– No puedes entrar aquí, Junior -dijo Stacey.
– Claro que puedo. -«Claro» sonó «Caaa'o». Tenía todo un lado de la boca entumecido. ¡La intoxicación por talio! ¡Barbie!-. Estoy en el cuerpo. -«'stoy 'nel c'erbo.»
– Estás borracho, eso es lo que estás. ¿Qué está pasando ahí fuera? -Pero, entonces, quizá al decidir que Junior no sería capaz de ofrecerle una respuesta coherente, la muy zorra le dio un empujón en mitad del pecho. Hizo que se tambaleara sobre la pierna mala y casi lo tiró al suelo-. Márchate, Junior. -Miró atrás por encima del hombro y pronunció las últimas palabras que diría en este mundo-. Quédate donde estás, Wardlaw. Nadie va a bajar ahí.
Cuando se volvió con la intención de obligar a Junior a salir de la comisaría, se encontró mirando la boca de una Beretta de las de la policía. Le dio tiempo a pensar una sola cosa más ( Oh, no, no será capaz … ), y entonces un guante de boxeo indoloro le golpeó entre los pechos y la empujó. Vio la cara de asombro de Rupe Libby del revés cuando la cabeza se le inclinó hacia atrás. Después ya no vio nada.
– ¡No, Junior! ¿Te has vuelto loco? -gritó Rupe mientras intentaba sacar la pistola-. ¡Wardlaw, cúbreme!
Pero Mickey Wardlaw se quedó allí de pie, mirándolos como pasmado mientras Junior le metía cinco balas en el cuerpo al primo de Piper Libby. Tenía la mano izquierda entumecida, pero la derecha todavía le funcionaba bien; ni siquiera necesitaba apuntar demasiado con un blanco inmóvil a solo dos metros. Los primeros dos tiros se hundieron en la barriga de Rupe y lo lanzaron contra el escritorio de Stacey Moggin, que volcó. El chico se puso en pie, doblado, aferrándose el estómago. El tercer disparo de Junior no acertó, pero los dos siguientes entraron por la parte superior de la cabeza de Rupe, que cayó en una grotesca postura de ballet, las piernas separadas, y la cabeza (lo que quedaba de ella) descansando sobre el suelo, como si realizara una última gran reverencia.
Junior entró en la sala de los agentes cojeando y sosteniendo la Beretta humeante ante sí. No recordaba exactamente cuántas balas había gastado; creía que siete. Ocho, quizá. O tropecientos cincuenta… ¿Quién podía saberlo con exactitud? Volvía a dolerle la cabeza.

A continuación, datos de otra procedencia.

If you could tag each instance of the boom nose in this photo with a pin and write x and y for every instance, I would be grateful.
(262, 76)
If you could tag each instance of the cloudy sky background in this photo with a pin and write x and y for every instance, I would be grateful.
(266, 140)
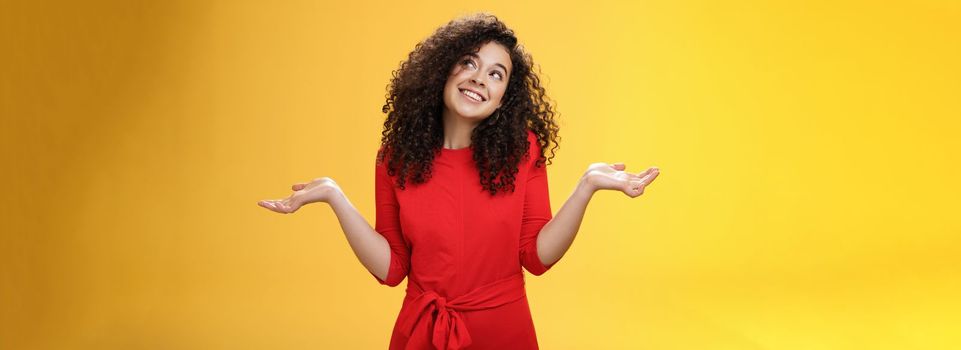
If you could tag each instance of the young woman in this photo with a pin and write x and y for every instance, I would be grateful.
(461, 191)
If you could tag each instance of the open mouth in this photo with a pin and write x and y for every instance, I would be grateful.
(472, 95)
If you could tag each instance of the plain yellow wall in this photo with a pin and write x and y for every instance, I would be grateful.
(808, 196)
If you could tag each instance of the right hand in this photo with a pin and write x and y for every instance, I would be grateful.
(322, 189)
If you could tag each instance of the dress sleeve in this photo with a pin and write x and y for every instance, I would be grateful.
(388, 225)
(537, 212)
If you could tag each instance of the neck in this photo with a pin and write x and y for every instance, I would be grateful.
(457, 130)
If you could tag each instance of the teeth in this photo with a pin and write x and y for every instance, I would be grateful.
(472, 95)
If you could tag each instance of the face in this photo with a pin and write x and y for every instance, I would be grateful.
(477, 82)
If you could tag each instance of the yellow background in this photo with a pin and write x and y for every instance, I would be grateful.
(808, 196)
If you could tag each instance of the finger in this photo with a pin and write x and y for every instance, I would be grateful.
(652, 174)
(268, 205)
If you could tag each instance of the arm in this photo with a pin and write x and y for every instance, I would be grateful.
(370, 247)
(558, 234)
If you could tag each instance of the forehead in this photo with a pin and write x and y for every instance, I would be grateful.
(492, 52)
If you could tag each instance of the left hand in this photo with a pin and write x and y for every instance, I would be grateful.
(604, 176)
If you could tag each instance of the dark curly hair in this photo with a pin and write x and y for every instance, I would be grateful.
(414, 133)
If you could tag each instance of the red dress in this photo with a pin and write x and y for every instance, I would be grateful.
(462, 251)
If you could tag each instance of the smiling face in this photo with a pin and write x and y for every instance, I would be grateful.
(477, 82)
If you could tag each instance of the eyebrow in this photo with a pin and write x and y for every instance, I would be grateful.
(474, 55)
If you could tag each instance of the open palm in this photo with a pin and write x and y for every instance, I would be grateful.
(320, 190)
(604, 176)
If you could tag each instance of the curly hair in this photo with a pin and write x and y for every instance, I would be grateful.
(414, 133)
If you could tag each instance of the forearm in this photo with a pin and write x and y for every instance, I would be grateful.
(557, 235)
(370, 247)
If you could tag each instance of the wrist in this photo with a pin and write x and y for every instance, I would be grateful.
(585, 187)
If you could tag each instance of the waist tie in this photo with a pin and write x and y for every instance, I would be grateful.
(430, 311)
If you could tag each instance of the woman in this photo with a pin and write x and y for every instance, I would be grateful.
(461, 191)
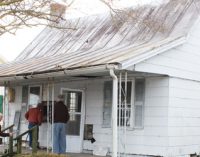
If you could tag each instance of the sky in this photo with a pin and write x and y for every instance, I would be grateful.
(12, 45)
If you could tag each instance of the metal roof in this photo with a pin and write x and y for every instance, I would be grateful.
(104, 39)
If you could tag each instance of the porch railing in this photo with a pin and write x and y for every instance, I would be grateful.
(10, 152)
(10, 148)
(34, 140)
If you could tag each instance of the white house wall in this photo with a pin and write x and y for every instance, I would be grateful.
(184, 117)
(150, 140)
(182, 61)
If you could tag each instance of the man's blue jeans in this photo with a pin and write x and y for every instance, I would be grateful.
(59, 138)
(31, 125)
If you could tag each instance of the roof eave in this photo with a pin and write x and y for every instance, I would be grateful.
(163, 47)
(60, 72)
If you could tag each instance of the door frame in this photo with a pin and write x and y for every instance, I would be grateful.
(82, 111)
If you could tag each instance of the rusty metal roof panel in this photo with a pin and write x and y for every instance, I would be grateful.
(102, 39)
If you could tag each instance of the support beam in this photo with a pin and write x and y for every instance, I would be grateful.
(114, 113)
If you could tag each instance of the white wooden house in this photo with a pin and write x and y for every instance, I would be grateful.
(153, 60)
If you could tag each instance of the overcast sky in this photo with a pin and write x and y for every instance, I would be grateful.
(11, 46)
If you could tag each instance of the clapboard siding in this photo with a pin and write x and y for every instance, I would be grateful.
(184, 117)
(151, 140)
(182, 61)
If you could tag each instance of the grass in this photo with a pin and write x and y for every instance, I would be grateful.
(40, 155)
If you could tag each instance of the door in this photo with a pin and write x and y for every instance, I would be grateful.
(74, 129)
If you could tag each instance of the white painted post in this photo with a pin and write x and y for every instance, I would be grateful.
(48, 117)
(52, 108)
(114, 113)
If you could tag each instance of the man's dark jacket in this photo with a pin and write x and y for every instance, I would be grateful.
(61, 114)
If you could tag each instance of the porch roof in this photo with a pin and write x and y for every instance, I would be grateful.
(100, 40)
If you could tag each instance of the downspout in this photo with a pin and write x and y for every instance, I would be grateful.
(114, 113)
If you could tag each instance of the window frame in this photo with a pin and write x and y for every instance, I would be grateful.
(132, 102)
(143, 105)
(40, 86)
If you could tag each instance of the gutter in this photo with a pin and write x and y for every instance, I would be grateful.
(60, 72)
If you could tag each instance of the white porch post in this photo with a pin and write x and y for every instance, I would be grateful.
(114, 113)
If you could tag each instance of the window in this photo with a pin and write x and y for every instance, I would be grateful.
(34, 94)
(130, 114)
(139, 102)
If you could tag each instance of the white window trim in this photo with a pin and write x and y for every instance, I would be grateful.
(29, 92)
(132, 116)
(143, 107)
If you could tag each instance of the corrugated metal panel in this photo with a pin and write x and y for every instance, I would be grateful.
(101, 39)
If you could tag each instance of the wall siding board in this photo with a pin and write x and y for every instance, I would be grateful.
(184, 117)
(148, 140)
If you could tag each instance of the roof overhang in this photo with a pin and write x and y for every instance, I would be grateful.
(60, 73)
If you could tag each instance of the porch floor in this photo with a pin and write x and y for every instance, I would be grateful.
(27, 151)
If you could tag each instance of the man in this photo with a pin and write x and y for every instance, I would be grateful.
(2, 134)
(34, 117)
(61, 117)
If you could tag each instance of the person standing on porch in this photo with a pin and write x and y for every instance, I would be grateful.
(34, 117)
(61, 117)
(2, 134)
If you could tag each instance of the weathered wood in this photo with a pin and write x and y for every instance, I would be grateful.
(7, 128)
(24, 133)
(34, 140)
(19, 145)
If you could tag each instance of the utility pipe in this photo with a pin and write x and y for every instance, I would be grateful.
(114, 113)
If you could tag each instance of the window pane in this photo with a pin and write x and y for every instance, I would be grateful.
(34, 95)
(128, 97)
(73, 125)
(25, 94)
(73, 100)
(139, 101)
(139, 90)
(107, 109)
(138, 116)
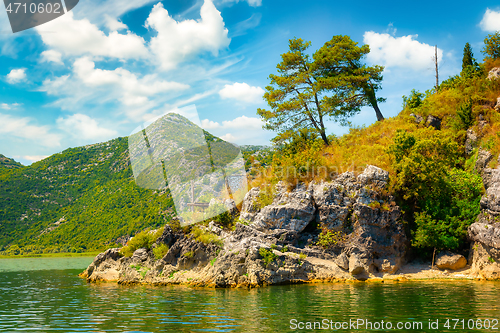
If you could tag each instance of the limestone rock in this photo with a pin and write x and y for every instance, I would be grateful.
(342, 261)
(374, 175)
(433, 121)
(289, 210)
(494, 74)
(448, 260)
(140, 255)
(250, 206)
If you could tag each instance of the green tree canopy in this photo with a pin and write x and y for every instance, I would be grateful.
(492, 46)
(334, 84)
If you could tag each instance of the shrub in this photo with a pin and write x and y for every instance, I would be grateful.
(329, 238)
(413, 101)
(492, 46)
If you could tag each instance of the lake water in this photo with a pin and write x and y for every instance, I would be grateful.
(45, 295)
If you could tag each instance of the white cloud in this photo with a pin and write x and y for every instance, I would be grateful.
(403, 51)
(134, 91)
(228, 137)
(21, 128)
(243, 122)
(114, 24)
(82, 126)
(51, 56)
(177, 41)
(7, 106)
(16, 75)
(490, 21)
(253, 3)
(242, 92)
(80, 37)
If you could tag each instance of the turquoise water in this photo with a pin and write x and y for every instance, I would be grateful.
(45, 295)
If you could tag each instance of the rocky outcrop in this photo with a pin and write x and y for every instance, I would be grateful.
(289, 210)
(484, 234)
(272, 245)
(494, 74)
(452, 261)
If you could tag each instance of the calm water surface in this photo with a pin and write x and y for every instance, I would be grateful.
(45, 295)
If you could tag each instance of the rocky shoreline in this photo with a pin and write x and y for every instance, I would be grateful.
(279, 242)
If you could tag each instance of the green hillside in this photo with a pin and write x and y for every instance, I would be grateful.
(8, 163)
(78, 200)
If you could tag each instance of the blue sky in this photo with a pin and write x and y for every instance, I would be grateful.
(104, 68)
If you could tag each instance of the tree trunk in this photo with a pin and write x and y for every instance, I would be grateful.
(370, 94)
(324, 137)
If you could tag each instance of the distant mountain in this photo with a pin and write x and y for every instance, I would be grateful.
(81, 199)
(9, 163)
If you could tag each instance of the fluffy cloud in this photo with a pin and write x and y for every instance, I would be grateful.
(243, 122)
(490, 21)
(253, 3)
(16, 75)
(403, 51)
(51, 56)
(177, 41)
(114, 25)
(21, 128)
(7, 106)
(134, 91)
(80, 37)
(242, 92)
(83, 127)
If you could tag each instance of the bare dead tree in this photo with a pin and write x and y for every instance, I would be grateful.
(435, 59)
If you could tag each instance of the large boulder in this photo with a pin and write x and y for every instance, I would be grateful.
(452, 261)
(290, 210)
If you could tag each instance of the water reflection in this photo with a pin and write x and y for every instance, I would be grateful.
(58, 300)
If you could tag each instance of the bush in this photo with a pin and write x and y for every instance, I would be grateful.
(414, 100)
(492, 46)
(328, 238)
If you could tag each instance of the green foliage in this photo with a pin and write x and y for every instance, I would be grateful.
(414, 100)
(491, 48)
(212, 262)
(448, 213)
(268, 256)
(465, 117)
(329, 238)
(79, 200)
(421, 163)
(224, 219)
(335, 84)
(160, 251)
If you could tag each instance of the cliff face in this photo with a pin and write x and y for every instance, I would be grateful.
(485, 232)
(278, 243)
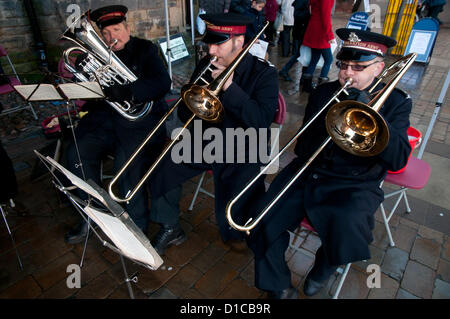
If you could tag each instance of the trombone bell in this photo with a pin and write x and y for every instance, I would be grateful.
(202, 102)
(357, 128)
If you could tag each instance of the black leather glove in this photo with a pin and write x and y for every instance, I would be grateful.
(118, 93)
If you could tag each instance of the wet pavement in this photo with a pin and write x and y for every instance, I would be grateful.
(203, 267)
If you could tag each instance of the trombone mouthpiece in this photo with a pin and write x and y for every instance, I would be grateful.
(113, 43)
(348, 81)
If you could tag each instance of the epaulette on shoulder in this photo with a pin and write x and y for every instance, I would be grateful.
(265, 62)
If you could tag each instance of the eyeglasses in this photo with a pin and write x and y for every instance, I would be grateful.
(355, 67)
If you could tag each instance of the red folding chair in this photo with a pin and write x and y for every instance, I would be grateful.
(414, 175)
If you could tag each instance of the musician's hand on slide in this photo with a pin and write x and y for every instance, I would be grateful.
(118, 93)
(219, 69)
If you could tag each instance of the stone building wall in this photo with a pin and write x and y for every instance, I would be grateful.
(145, 17)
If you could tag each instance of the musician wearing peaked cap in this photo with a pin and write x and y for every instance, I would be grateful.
(250, 99)
(103, 131)
(339, 192)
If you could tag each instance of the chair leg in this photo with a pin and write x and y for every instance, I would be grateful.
(11, 236)
(341, 281)
(386, 224)
(32, 110)
(199, 185)
(408, 209)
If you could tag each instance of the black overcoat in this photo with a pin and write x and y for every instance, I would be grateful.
(249, 102)
(341, 191)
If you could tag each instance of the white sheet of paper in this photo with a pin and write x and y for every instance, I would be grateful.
(45, 92)
(124, 239)
(420, 42)
(82, 90)
(73, 178)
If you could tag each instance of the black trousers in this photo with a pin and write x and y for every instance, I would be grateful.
(97, 137)
(229, 179)
(270, 239)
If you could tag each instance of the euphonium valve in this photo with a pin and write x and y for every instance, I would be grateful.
(101, 64)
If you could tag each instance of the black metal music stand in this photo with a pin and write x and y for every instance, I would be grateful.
(90, 210)
(4, 213)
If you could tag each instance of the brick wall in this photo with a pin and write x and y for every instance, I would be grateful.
(145, 17)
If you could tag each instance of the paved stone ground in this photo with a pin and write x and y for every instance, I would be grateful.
(203, 267)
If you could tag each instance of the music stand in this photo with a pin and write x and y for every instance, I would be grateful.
(67, 92)
(126, 238)
(4, 212)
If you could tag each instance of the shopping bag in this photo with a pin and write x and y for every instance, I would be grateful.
(278, 23)
(201, 26)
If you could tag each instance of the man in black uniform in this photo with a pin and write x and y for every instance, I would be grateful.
(339, 192)
(250, 99)
(103, 131)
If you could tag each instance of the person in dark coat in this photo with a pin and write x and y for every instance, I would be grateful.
(256, 12)
(339, 192)
(250, 99)
(103, 131)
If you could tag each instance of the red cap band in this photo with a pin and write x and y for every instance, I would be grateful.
(229, 29)
(366, 46)
(111, 15)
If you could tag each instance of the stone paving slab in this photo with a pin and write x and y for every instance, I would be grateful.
(203, 266)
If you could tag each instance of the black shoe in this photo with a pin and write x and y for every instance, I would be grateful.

Mickey Wardlaw levantó una mano. Su rostro mostraba una gran sonrisa asustada y conciliadora.
– Yo no te daré problemas, hermano -dijo-. Haz lo que tengas que hacer. -Y le hizo la señal de la paz.
– Eso haré -dijo Junior-. Hermano.
Disparó a Mickey. El grandullón cayó al suelo, y la señal de la paz enmarcó el agujero de su cabeza que hasta hacía poco había contenido un ojo. El otro ojo levantó la mirada para contemplar a Junior con la estúpida humildad de una oveja que mira el redil donde la van a esquilar. Junior le disparó otra vez, solo para asegurarse. Después miró alrededor. Por lo visto, tenía todo aquel sitio para él solo.
– Vale -dijo-. Vale.
Fue hacia la escalera, después regresó junto al cadáver de Stacey Moggin. Comprobó que llevaba una Beretta Taurus como la de él y le sacó el cargador a la suya. Lo reemplazó con uno lleno del cinturón de la agente.
Junior se volvió, se tambaleó, cayó apoyándose en una rodilla y volvió a levantarse. La mancha negra del lado izquierdo de su campo visual era ya tan grande como una tapa de alcantarilla, y eso le hizo pensar que debía de tener el ojo izquierdo bastante jodido. Bueno, no pasaba nada; de todas formas, si necesitaba más de un ojo para disparar a un hombre encerrado en una celda, es que no valía un pimiento de chorlito. Cruzó la sala de agentes, resbaló con la sangre del difunto Mickey Wardlaw y casi se cayó otra vez, pero logró agarrarse a tiempo. La cabeza le martilleaba, pero él lo agradeció. Me mantiene despierto, pensó.
– Hola, Baaarbie -gritó hacia el final de la escalera-. Sé lo que me has hecho y voy a por ti. Si tienes alguna oración que rezar, más te vale que sea corta.
Rusty vio las piernas que bajaban cojeando la escalera metálica. Percibió el olor a pólvora de los disparos, y también a sangre, y comprendió con claridad que le había llegado la hora de morir. El hombre que cojeaba había ido a buscar a Barbie, pero estaba casi seguro de que no se dejaría por el camino a cierto asistente médico encerrado entre barrotes. Nunca volvería a ver a Linda ni a las pequeñas J.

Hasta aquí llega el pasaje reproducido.